A comparação entre os modelos de colonização dos EUA e do Brasil é a base a partir da qual toda a sua visão da dinâmica do desenvolvimento ganha sentido. Nessa comparação, a dimensão do mercado interno é o fator decisivo. Desenvolvimento econômico torna-se sinônimo de amadurecimento de um mercado doméstico e, portanto, de distribuição de renda.
Furtado mostra como, na história econômica brasileira, os momentos de crise resolvem-se em desvalorização cambial. É a forma de socialização dos prejuízos por excelência, pois obriga os trabalhadores a engolirem perdas salariais, enquanto os setores exportadores tradicionais saem por cima. Os industriais, protegidos das importações pela moeda depreciada, também conseguiam avançar.
Nesse mecanismo bastante simples está o motor da concentração de renda e, por extensão, do subdesenvolvimento recorrente, apesar e por meio do enriquecimento das elites.
A âncora cambial do Plano Real, nessa perspectiva, deixa de ser apenas uma questão de maior ou menor atraso medido a partir de índices de preços ou de disposição do mercado internacional a financiar o crescimento.
A estabilidade amplia o mercado doméstico. Ocorre um "deslocamento do centro dinâmico" da economia. Numa visão keynesiana-estruturalista "à la" Furtado, a questão fundamental é saber se haverá, na estrutura econômica, setores capazes de investir na ampliação da capacidade produtiva.

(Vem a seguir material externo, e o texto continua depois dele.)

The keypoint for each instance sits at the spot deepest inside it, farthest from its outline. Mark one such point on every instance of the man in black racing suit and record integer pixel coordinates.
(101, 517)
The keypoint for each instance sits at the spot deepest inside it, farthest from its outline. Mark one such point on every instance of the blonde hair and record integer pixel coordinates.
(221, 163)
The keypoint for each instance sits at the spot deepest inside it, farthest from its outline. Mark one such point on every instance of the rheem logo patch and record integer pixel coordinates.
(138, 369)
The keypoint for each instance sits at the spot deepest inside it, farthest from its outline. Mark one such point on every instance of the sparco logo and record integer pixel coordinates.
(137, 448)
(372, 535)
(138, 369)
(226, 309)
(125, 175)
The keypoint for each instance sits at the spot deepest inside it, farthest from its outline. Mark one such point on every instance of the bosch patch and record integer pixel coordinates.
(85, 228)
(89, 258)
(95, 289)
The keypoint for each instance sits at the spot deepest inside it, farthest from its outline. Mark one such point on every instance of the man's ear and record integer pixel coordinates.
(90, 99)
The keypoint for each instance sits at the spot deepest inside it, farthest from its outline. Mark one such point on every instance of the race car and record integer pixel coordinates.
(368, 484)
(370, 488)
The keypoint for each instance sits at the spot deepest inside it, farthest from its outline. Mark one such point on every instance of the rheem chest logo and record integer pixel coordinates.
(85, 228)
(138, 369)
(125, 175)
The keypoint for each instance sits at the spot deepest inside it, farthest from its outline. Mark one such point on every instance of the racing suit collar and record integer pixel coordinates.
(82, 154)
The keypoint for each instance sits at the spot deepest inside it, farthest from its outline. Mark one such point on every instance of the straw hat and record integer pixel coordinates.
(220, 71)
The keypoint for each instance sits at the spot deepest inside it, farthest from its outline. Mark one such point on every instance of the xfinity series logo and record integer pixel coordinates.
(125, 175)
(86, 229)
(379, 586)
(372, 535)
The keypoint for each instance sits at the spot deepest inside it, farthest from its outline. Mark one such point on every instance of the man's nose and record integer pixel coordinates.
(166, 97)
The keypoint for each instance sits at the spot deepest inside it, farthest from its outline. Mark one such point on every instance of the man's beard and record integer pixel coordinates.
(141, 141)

Sem esse investimento, o "deslocamento do centro produtivo" gera apenas aumento de importações e maior dependência de financiamento externo.
Mas esse é um resultado paradoxal. O modelo "neoliberal" e "aberturista" de estabilização dependeria então, para sobreviver, de uma nova onda de substituição de importações!
A "equipe econômica" aproxima-se cada vez mais dessa visão, que aliás nada tem de neoliberal, porque o apoio ao deslocamento do centro dinâmico sem socialização dos custos depende da ação do Estado. Estamos de volta, portanto, às grandes questões levantadas por Celso Furtado em suas reflexões sobre o desenvolvimento.
A atualidade de Furtado não é casual. Depois da crise do marxismo e das desilusões do liberalismo, continua oportuna a busca pragmática típica de sua obra e, aliás, de tantos keynesianos e reformistas. Nem marxista nem neoclássico, nem revolucionário nem reacionário, Furtado está entre os que tentaram colocar pensamento econômico na história do Brasil.